O livro traz que a democracia existe por influência, mas é preciso que a história dê condições para que esse tipo de governo se instale. Na troca de experiências sobre transições democráticas, instituições sólidas baseadas nos Direitos Humanos e o acolhimento a refugiados, a sociedade civil brasileira é a mais apta e capacitada para desempenhar esse papel. O Brasil deve ser mais ativo mas, para isso, é preciso vencer barreiras de indiferença sobre a região. 

Brasil no mundo

O livro aborda que as relações entre o Brasil e o Oriente Médio devem transcender uma relação bilateral e fazer com que ganhe um espaço público global. Clemesha explica que trazer essa nova lógica fará com que o Brasil assuma um papel de relevo no mundo. “Se o Brasil não tiver qualquer relevância, ele não vai ser requisitado, por exemplo, por uma situação de negociação. Mas construir uma posição de importância significa construir relações com regiões que precisam dessa mediação”.

Ela exemplifica que o Brasil não será um mediador no sentido clássico por não ser uma potência bélica a ponto de mediar conflitos dessa forma. Mas “ele pode mediar no sentido de ter essa influência mais abrangente. Conseguir um lugar no mundo e se construir de forma”.

A partir da capitalização de uma imagem positiva do país junto à positiva opinião pública do Oriente Médio, o país ganha espaço. “Ter uma relação boa estabelecida e com laços coloca o Brasil numa posição de ter alguma influência no mundo”. As redes sociais ganham destaque como ferramentas essenciais de disseminação da notoriedade brasileira da região para o mundo. 

Novos rumos

Clemesha aponta que a tendência democratizante por diálogo e sua postura como mediador clássico estão em transformação no atual governo. Segundo ela, atualmente, “o Brasil tomou outro rumo”. A intensificação de relações bilaterais com os Estados Unidos faz com que o País esteja “construindo em um lugar ao lado deles. Incondicional, praticamente”, e gera dúvidas sobre qual lugar o Brasil vai ocupar no mundo.
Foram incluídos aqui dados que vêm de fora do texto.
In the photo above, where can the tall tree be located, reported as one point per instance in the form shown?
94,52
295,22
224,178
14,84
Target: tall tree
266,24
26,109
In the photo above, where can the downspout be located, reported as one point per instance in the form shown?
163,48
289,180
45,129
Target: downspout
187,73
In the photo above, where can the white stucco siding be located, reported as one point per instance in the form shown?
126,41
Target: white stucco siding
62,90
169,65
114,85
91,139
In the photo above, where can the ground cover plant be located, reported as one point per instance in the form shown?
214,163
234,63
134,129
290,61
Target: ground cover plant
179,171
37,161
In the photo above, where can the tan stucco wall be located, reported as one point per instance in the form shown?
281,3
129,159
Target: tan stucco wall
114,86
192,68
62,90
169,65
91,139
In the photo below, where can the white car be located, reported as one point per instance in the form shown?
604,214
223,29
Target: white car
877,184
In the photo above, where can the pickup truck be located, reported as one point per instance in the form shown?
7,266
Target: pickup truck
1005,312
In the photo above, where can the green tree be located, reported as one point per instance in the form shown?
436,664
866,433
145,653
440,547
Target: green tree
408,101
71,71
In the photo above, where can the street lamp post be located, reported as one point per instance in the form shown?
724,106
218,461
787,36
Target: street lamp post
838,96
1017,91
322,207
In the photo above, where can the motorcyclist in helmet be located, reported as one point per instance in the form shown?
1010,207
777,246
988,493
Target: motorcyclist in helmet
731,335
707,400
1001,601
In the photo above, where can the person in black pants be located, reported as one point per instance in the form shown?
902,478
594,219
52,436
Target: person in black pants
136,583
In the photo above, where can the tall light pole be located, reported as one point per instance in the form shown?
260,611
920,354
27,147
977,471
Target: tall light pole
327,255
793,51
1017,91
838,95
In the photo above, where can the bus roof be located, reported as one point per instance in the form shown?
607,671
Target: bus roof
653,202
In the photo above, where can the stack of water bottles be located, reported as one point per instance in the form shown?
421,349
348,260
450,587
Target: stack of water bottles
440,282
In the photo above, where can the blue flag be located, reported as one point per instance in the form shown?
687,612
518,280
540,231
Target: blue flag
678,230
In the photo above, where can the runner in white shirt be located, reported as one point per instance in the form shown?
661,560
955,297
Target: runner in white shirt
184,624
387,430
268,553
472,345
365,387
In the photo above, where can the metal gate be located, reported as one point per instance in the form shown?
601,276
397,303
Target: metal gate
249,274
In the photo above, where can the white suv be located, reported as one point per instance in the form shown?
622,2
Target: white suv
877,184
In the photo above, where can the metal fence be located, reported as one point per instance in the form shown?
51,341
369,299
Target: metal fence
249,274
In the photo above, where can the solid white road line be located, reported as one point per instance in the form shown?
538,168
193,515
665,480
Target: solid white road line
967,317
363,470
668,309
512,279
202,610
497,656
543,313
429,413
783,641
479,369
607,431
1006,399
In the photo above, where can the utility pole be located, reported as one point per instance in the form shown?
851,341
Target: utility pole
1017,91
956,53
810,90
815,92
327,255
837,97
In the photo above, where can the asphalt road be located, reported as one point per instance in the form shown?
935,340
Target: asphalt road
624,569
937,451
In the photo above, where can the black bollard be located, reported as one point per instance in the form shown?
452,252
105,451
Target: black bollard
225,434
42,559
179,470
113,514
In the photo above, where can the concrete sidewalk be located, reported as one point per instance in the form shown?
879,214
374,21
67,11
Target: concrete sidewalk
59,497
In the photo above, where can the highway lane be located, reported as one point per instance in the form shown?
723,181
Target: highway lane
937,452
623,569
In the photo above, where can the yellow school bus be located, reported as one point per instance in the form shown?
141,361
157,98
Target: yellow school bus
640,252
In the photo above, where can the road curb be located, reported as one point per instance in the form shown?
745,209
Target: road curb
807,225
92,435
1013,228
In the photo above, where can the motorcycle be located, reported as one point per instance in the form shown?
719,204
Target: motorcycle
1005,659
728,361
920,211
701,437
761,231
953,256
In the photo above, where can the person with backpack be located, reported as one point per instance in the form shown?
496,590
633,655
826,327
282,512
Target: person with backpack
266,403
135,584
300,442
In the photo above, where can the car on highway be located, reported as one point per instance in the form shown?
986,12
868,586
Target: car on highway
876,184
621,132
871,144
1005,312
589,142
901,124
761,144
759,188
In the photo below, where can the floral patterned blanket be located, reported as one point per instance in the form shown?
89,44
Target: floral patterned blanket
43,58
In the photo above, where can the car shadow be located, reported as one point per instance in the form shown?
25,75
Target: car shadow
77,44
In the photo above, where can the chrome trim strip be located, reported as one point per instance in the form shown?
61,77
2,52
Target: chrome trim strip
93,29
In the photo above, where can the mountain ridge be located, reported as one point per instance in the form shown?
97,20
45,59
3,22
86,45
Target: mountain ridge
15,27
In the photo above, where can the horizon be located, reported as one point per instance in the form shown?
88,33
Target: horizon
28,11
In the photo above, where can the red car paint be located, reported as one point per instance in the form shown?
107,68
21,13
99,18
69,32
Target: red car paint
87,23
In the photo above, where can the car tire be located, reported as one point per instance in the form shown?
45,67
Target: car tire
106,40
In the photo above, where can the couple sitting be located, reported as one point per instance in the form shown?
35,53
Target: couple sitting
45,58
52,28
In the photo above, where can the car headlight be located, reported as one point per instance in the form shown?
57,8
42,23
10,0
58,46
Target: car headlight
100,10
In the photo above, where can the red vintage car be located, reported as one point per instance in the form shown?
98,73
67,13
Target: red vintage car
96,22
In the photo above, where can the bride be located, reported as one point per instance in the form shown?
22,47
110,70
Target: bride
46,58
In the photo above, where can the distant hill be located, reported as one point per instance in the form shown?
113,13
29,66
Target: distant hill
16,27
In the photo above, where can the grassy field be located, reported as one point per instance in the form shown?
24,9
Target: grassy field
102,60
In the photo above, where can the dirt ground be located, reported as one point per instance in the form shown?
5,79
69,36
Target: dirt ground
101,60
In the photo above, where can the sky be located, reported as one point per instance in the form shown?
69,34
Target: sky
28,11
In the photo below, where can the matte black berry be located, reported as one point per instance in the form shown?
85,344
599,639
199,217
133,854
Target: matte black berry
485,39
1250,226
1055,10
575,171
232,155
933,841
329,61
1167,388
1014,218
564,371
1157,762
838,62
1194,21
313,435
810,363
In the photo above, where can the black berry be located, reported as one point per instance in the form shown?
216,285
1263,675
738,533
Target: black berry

“Não vai ser um lugar autônomo, mas um lugar de seguir os Estados Unidos. Construir um lugar autônomo significa ter uma boa relação de relevância no Oriente Médio”. Ela entende que o País está se comportando de forma estável sendo apenas aliado dos Estados Unidos, mas essa característica não faz o Estado Brasileiro um bom mediador. 

O patriotismo planetário e a promoção de ideais de humanidade comum esbarram em outro tipo de liderança brasileira. “O Brasil não tem opção autônoma mais com esse tipo de liderança. Não é o contexto dos últimos 20 anos, é outro que está se criando”, aponta Clemesha. 

As semelhantes experiências históricas e a construção de instituições sólidas fazem o País mais preparado à cooperação de conflitos e transições democráticas no Oriente Médio, mas uma nova perspectiva se forma. O Brasil ainda é um ator desejado em tratados de paz, e para isso, segundo o livro aponta que é necessário que as relações internacionais se estabeleçam na produção acadêmica nacional para tirá-lo de sua timidez e fazer com que ele se construa sob um lugar autônomo como poder de influência e ajuda.